There is virtually no organized nightlife in Bahia de Los Angeles, other than what your own group can create. This is no glitzy resort. Remember, you are in a fishing village where what little nightlife there may be, usually dies down pretty early. Occasionally, there is a dance or celebration of some kind held on the tennis court behind the Internet cafe.
I have a friend (an expert on the subject) who swears that they serve the very best fish tacos on the whole peninsula in Bahia de Los Angeles. He always has a difficult time remembering which establishment serves up the best, as he usually has to stop at five or six different places for testing purposes. Rest assured, there are enough restaurants in town to perform your own fish taco test. Anytime you order fish in Bahia de Los Angeles, you know it will most likely be very, very fresh.

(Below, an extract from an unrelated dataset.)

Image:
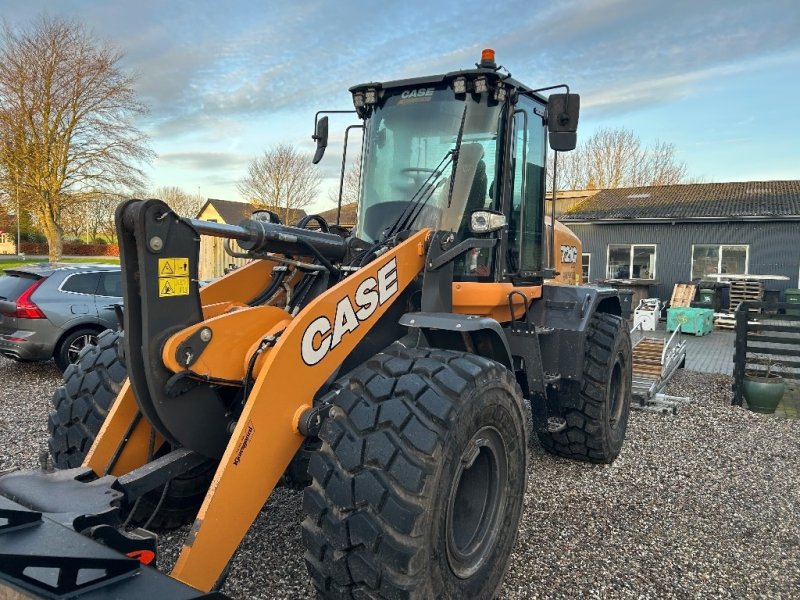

The two hotel anchors in the area, Villa Vita and Guillermo’s, both offer restaurants, bars, and rooms with A/C. Villa Vita even has RV spaces. Hotel Costa del Sol is right on the main street across from the water and has a great little restaurant.
There are a couple of new hotels just north of town that are very nice, one is Los Vientos, complete with a restaurant, beach bar, and pool. This hotel also provides wireless Internet service, as do several others along the beach.
Camping sites are numerous, with several right in town and more to either the north or the south along some questionable roads in various states of rough. The camping in Bahia de Los Angeles, although plentiful, is mostly pretty basic. The best camping (for amenities) is directly in front of the motel rooms at Guillermo’s, these spots provide a view and access to the water. Daggett’s is a popular spot with large palapas at each camping site, right on the bay. A decent restaurant is open from late October through March. There are also rooms with hot showers and fairly comfortable beds. Kayak rentals are available here.
Nearby there is an old, well-preserved, mission dating back to 1762. Misión San Borja de Adac is one of the most remote missions in Baja. Some rock art located near the mission is also worth the time to explore. Tours can be arranged from Bahia de Los Angeles, ask at your hotel or campground. You can drive in (about 20 miles) on a rough trail from the main road although we do not recommend you try this unless you have a 4×4 vehicle.